Aytjan Khalmakhanov

Personal information
- Born: 11 January 2006 (age 20) Uzbekistan
- Height: 1.70 m (5 ft 7 in)
- Weight: 63 kg (139 lb; 9.9 st)

Sport
- Country: Uzbekistan
- Sport: Greco-Roman
- Event: 63-67 kg

Medal record
Men's Greco-Roman wrestling
Representing Uzbekistan
World Championships
| Gold medal – first place | 2025 Zagreb | 63 kg |
Asian Championships
| Gold medal – first place | 2025 Amman | 63 kg |
Islamic Solidarity Games
| Bronze medal – third place | 2025 Riyadh | 67 kg |
Grand Prix
| Bronze medal – third place | 2025 Zagreb | 63 kg |
| Gold medal – first place | 2026 Zagreb | 67 kg |
U23 Asian Wrestling Championships
| Gold medal – first place | 2026 Da Nang | 67 kg |
World U20 Championships
| Gold medal – first place | 2025 Samokov | 63 kg |
World U17 Championships
| Gold medal – first place | 2022 Rome | 51 kg |
| Bronze medal – third place | 2023 Istanbul | 55 kg |
Asian U17 Championships
| Bronze medal – third place | 2023 Bishkek | 51 kg |

= Aytjan Khalmakhanov =

Uzbekistani Greco-Roman wrestler

Aytjan Khalmakhanov (Айтжан Қалмаканов; born 11 January 2006) is an Uzbekistani Greco-Roman wrestler of Kazakhstani ethnicity, competing in the 67 kg division.

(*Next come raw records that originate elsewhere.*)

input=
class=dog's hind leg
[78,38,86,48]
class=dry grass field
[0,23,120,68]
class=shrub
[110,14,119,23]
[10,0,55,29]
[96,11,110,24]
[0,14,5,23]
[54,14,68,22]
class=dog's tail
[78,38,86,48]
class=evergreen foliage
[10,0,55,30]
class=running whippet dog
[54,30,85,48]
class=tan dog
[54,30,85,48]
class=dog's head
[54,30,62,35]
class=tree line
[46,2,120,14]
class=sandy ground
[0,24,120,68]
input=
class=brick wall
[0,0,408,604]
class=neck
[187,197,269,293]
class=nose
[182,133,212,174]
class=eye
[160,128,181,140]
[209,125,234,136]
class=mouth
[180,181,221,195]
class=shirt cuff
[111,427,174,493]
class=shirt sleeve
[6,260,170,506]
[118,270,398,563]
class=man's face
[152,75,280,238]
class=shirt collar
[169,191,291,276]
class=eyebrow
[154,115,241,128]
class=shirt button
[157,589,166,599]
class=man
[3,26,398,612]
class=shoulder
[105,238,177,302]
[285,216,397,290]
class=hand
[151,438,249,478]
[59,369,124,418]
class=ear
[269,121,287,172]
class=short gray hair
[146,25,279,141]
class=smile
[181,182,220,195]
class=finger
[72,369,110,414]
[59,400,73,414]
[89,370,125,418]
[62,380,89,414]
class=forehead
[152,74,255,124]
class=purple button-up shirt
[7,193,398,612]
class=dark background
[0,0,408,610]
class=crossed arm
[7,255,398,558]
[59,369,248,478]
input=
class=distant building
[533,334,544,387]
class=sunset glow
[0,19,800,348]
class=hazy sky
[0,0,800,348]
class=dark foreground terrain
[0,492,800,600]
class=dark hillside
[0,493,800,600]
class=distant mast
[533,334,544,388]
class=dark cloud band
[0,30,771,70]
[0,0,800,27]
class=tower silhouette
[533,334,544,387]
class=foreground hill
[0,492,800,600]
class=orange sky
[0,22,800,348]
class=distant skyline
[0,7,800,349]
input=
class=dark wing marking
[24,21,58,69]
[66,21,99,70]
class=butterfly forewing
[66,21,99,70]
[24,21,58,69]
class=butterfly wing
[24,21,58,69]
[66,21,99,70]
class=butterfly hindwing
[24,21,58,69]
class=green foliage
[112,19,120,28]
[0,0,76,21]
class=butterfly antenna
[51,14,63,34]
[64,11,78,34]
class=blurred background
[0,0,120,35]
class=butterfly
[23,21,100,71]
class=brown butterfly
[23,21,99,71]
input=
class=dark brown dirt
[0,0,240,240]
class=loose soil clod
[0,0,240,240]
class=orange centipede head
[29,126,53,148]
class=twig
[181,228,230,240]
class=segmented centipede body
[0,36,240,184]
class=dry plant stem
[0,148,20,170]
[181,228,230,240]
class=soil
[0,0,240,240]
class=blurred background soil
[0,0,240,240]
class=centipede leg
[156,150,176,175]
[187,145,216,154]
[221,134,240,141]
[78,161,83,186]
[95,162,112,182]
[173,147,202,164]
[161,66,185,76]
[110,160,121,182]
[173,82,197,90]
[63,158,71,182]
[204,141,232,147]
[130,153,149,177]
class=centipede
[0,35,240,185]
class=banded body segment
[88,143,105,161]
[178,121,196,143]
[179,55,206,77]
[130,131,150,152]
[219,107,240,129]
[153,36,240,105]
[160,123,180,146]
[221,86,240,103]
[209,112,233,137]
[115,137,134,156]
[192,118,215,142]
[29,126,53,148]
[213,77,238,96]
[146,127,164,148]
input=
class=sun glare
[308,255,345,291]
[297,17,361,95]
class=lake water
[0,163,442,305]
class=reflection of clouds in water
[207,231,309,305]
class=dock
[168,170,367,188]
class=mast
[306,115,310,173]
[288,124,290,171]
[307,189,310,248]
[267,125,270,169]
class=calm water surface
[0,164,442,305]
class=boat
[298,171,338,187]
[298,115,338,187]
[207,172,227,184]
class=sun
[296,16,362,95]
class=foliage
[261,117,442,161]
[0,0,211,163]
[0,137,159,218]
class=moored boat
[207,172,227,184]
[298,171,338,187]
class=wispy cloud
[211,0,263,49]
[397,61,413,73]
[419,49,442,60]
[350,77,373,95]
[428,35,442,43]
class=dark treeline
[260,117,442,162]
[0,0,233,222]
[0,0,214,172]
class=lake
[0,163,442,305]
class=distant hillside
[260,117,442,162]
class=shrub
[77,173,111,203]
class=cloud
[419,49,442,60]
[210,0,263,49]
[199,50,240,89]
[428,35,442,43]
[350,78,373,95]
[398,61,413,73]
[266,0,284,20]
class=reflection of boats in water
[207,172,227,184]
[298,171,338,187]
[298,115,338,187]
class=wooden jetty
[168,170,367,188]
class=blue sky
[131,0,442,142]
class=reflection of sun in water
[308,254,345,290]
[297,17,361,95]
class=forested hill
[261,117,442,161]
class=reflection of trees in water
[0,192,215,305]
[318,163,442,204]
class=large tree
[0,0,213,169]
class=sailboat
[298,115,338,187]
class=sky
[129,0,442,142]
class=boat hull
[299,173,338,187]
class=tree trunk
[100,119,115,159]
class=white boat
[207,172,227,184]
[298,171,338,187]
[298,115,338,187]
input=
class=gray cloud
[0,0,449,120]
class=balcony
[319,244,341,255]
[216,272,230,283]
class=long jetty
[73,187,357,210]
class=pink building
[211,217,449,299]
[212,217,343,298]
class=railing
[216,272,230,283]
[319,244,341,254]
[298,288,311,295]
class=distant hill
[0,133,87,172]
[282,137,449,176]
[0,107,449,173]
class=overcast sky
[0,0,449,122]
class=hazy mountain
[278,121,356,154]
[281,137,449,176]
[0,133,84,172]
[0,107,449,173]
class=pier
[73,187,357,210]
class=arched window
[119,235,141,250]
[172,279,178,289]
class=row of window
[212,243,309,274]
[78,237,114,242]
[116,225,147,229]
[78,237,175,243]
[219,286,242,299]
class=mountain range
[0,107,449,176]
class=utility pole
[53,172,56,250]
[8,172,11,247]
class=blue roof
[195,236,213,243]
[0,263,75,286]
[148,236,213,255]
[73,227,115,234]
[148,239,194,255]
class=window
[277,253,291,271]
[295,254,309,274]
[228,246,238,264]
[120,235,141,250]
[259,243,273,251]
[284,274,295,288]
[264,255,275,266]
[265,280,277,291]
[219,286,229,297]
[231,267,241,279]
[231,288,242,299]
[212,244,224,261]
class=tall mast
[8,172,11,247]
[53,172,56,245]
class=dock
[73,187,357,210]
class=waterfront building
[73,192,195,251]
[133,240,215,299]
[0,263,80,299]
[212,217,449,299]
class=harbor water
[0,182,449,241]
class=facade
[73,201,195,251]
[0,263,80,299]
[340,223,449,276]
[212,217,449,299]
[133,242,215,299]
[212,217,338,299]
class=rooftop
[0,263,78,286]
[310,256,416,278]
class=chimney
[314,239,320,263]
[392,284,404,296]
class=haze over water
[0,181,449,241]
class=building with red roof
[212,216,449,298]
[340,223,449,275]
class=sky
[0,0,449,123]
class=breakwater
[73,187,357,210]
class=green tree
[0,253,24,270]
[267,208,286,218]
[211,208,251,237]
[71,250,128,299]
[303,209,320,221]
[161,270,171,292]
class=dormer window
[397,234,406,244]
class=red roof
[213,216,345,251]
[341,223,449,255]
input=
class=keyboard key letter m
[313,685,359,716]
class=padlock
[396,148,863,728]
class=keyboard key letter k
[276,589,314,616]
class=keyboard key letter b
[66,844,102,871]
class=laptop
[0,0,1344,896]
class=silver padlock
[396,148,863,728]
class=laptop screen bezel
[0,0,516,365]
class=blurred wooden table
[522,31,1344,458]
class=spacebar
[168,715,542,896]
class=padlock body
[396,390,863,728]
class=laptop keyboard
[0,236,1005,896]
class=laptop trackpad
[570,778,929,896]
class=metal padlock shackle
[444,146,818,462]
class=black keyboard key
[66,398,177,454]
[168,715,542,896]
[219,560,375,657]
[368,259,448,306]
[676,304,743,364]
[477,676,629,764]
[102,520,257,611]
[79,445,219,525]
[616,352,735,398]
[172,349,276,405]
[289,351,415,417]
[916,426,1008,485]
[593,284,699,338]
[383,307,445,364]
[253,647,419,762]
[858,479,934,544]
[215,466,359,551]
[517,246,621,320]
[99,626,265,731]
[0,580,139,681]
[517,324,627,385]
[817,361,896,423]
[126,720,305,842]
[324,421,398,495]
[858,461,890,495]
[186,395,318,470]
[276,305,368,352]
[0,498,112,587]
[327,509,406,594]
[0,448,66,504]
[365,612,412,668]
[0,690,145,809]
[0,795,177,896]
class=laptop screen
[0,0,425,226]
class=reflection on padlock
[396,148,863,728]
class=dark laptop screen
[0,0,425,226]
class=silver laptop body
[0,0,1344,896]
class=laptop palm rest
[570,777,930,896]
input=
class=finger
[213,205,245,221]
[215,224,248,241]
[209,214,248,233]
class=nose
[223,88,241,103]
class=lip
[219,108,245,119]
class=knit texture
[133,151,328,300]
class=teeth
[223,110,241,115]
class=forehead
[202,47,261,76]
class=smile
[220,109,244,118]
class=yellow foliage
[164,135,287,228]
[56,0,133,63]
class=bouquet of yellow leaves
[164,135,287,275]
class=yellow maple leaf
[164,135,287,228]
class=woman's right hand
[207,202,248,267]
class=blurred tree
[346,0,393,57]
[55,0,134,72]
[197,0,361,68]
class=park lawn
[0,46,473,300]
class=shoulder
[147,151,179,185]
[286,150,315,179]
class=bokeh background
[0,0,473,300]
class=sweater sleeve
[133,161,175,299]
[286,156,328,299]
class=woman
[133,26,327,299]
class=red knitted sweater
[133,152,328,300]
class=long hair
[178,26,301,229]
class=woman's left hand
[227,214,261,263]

He won the gold medal at the 2025 Asian Wrestling Championships.

== Career ==
In the 2025 Asian Wrestling Championships in Amman, Jordan, after bye in the first round, he defeated North Korea's Kim Chan 9–0 in the quarterfinals and Kazakh Sultan Assetuly 16–7 with technical superiority in the semifinals to reach the final. In the final match, he defeated Iranian Mohammad Mehdi Keshtkar with 13-4 technical superiority and won the gold medal.